The intention of meal deliverers TakeAway and the British competitor Just Eat to merge, yields one of the largest meal ordering sites in the world. At the helm is Jitse Groen (41), the man who launched Thuisbezorgd.nl in 2000.
Pizzas play an important role in the development of Thuisbezorgd. In 1999, Jitse Groen felt like a big bite during a family party in the head of Noord-Holland, but it soon became apparent that the pizza he wanted to order could not be delivered to his temporary address. It gave the Business Information Technology student at the University of Twente an idea: to create a website with as many restaurants as possible for ordering food online. Groen had the domain name Thuisbezorgd.nl registered and bought a handbook for starting programmers.
The Era of Dial-up connections
In 2000 the student embarked on his entrepreneurial adventure that started with difficulty, (the internet was then still connected via a slow dial-up connection) but after the introduction of broadband internet in 2003, the delivery service grew rapidly. Groen registered the domain name Takeaway.com as the basis for international growth.
This growth will get a (provisional) high point with the plan to merge with the English company Just Eat. If the merger continues – shareholders and competition authorities still have to agree to the merger plans – the company of Jitse Groen is worth twice as much: 10 billion euros compared to the current 5 billion.
The merger creates one of the largest meal delivery services in the world. Green itself does not want to comment as long as the deal is not yet settled. In any case, it is intended that he be the big boss of the new organization, the financial chief of Just Eat, Paul Harrison, retains this position at the merged company.
Despite strong competition from, among others, Deliveroo and Uber Eats, TakeAway has been market leader in the Netherlands for many years. In December, the company took over the German delivery service Delivery Hero, which also made it the market leader for the eastern neighbors.
TakeAway is also number one in Belgium, Luxembourg, the Alpine countries, Poland, Portugal, Israel, Bulgaria and Romania. The British of Just Eat, on the other hand, are large in, for example, the United Kingdom, Canada, Norway, Denmark and Spain and therefore complement each other. The proposed merger name is Just Eat Takeaway.com.
There are 44,000 restaurants affiliated with TakeAway, including 8,000 in the Netherlands. A restaurant pays 13 percent commission per order to TakeAway, a percentage that is highly criticized. In many cities, alternative platforms of hospitality entrepreneurs who were fed up at home were created in many years.
Koninklijke Horeca Nederland (HKN) reacts strongly to the proposed merger between the delivery giants. “Online platforms have brought a lot to hospitality entrepreneurs in recent years. More and more people order a meal or book a hotel room through online platforms. But the balance of power in the digital world has grown completely crooked. A large part of the hospitality entrepreneurs no longer feel free to do business because of the power of the large, international internet platforms. This often concerns small entrepreneurs. The snack bar around the corner or the pizzeria in your street.”

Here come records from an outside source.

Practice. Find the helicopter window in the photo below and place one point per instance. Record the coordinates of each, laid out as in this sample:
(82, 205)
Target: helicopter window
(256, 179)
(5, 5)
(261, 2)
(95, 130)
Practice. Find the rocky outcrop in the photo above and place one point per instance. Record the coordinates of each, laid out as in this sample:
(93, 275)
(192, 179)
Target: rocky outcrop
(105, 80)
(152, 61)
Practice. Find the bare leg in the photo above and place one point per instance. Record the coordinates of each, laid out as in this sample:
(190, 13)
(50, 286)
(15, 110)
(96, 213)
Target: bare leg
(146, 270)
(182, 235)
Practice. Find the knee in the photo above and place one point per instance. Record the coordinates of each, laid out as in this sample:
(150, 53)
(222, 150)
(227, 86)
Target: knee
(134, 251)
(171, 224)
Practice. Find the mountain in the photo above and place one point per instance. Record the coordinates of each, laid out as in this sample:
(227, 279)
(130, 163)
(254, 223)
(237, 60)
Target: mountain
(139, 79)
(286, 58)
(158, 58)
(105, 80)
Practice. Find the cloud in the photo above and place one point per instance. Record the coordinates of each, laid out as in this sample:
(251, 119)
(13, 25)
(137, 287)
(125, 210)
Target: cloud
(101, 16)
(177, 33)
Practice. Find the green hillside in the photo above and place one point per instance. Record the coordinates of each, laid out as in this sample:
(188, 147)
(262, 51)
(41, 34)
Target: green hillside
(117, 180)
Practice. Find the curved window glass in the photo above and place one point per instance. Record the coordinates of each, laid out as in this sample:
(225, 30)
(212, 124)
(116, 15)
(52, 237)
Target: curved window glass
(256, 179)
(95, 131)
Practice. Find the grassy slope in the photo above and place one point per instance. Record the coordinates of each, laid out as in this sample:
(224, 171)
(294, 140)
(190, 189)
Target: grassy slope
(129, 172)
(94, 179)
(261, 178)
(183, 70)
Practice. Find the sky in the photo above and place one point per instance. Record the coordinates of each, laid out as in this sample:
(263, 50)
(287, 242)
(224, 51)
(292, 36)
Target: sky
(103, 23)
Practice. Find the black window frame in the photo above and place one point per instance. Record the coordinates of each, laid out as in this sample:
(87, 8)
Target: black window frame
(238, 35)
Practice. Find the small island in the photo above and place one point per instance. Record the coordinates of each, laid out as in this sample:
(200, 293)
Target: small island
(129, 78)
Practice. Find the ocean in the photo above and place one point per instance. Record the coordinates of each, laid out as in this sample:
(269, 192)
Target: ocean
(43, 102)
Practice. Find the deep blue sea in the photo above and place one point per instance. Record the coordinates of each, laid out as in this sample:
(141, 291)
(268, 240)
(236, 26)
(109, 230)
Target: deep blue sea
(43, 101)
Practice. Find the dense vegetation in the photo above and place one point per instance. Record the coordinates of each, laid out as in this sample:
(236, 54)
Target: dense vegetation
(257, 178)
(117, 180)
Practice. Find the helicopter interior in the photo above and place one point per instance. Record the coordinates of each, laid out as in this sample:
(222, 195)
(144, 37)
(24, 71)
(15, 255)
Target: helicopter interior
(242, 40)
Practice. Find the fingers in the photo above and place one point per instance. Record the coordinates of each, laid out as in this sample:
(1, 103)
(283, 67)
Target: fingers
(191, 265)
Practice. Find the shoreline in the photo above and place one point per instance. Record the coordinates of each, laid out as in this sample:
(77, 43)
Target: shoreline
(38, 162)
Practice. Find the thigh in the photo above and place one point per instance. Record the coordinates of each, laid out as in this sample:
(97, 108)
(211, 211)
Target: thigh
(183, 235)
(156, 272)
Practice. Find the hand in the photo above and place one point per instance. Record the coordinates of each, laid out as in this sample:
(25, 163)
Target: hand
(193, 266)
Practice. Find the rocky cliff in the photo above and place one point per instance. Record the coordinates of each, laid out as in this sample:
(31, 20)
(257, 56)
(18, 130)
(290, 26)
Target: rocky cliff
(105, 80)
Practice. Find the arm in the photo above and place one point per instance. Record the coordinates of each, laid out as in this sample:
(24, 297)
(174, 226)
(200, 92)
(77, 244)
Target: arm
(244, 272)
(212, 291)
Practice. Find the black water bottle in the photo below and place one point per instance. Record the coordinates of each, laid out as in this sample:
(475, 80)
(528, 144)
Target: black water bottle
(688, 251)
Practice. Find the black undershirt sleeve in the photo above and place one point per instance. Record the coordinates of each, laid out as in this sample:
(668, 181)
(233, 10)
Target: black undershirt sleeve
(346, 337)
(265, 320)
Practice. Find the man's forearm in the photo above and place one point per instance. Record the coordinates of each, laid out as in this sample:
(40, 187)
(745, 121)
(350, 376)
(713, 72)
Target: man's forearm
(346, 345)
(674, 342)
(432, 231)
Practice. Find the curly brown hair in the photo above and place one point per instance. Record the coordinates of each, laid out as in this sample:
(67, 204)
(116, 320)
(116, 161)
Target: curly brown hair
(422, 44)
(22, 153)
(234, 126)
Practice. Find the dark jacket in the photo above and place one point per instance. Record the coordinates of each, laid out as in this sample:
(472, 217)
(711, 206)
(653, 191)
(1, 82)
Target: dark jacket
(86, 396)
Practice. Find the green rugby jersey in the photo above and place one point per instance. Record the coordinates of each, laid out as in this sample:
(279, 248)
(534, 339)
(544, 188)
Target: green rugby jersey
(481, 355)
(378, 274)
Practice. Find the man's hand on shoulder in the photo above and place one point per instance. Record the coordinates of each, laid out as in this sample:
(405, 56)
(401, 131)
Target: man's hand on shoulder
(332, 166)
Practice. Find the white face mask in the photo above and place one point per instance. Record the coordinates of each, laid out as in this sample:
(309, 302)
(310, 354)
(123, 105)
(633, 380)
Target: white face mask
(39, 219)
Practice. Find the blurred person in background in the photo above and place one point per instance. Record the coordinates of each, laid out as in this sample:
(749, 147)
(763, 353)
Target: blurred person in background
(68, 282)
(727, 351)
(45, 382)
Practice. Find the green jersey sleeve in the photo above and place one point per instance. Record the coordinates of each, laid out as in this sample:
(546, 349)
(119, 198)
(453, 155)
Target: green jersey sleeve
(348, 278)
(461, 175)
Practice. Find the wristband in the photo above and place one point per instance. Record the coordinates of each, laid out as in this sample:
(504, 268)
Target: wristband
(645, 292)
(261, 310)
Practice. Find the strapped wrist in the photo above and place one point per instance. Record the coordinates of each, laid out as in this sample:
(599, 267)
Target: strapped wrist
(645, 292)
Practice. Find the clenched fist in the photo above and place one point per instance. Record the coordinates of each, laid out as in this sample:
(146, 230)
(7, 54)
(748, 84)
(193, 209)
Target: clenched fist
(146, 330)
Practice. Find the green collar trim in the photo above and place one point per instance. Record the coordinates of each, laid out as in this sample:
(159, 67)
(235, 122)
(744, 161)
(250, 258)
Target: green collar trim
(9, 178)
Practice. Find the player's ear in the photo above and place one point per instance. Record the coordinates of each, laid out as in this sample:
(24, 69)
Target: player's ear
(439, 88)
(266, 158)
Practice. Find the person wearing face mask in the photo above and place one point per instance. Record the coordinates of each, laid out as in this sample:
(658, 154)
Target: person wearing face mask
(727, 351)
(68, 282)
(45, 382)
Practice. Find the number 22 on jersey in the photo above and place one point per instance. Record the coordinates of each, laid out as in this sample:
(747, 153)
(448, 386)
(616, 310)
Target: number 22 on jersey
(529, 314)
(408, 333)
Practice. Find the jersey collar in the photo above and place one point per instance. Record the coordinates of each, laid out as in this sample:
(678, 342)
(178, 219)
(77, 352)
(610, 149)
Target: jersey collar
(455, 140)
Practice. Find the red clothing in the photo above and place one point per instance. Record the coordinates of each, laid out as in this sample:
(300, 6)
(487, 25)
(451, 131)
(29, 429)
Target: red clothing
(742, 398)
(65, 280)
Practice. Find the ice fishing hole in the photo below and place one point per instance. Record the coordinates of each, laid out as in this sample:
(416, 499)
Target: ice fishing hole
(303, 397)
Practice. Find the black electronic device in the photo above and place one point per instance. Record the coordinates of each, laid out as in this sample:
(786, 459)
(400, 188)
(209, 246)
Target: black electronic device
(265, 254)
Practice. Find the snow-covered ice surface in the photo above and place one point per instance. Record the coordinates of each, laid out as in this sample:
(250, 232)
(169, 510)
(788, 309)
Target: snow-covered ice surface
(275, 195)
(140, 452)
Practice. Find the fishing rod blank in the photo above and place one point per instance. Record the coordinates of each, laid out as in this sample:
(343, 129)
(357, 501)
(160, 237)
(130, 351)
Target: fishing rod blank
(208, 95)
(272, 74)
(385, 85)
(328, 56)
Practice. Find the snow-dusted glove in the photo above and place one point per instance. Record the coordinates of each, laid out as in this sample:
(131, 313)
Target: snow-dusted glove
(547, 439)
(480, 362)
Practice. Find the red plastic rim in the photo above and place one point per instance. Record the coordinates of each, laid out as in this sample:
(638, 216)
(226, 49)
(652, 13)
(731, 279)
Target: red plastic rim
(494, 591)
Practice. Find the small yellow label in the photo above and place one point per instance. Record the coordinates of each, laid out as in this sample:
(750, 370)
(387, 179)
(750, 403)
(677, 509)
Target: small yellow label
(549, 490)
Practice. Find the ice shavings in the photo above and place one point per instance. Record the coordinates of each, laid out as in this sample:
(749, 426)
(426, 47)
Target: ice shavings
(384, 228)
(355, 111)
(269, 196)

A merger of Just Eat and TakeAway confirms, according to KHN, that there is too little competition between platforms on the platform market.
“There are only a few major international platforms that determine the rules of the market. Hospitality entrepreneurs can hardly ignore these types of large platforms to reach consumers online in this market. And the platforms make substantial use of this. We are already seeing a situation where the market power of the online platforms is increasing to such an extent that a hospitality entrepreneur is no longer completely free to dispose of his own offer and prices.”
As an example, the Catering Association mentions clauses that use the delivery services; a contractual clause that prohibits the entrepreneur from offering his own meals more cheaply through his own channels than via the platform. “If an entrepreneur decides to work with a platform, he loses an important means to keep his own website competitive. This puts the hospitality entrepreneur in an even more dependent position. This clause is also bad for consumers, because it means that they cannot benefit from the much lower cost price that such an offer entails via the company’s own website.”
KHN believes that there should be no less, but more competition on the platform market, and ask politicians to ensure a fairer position for the hotel and catering industry compared to the large internet platforms.
“This can be achieved by enforcing fair contracts through legislation and thereby halting the abuse of power.”
Jitse Groen previously responded to this criticism by stating that restaurants are not obliged to join his company. According to him, a contract with TakeAway can be canceled per month.
“We do not have a dominant position, we have several competitors in the Netherlands, including three international billion-dollar companies. I dare to say that a restaurant that is affiliated with us makes more sales at lower costs than a restaurant that is not affiliated with us “, said Groen in an interview with Misset Horeca.
It will be announced at the end of August whether the merger will be given the green light.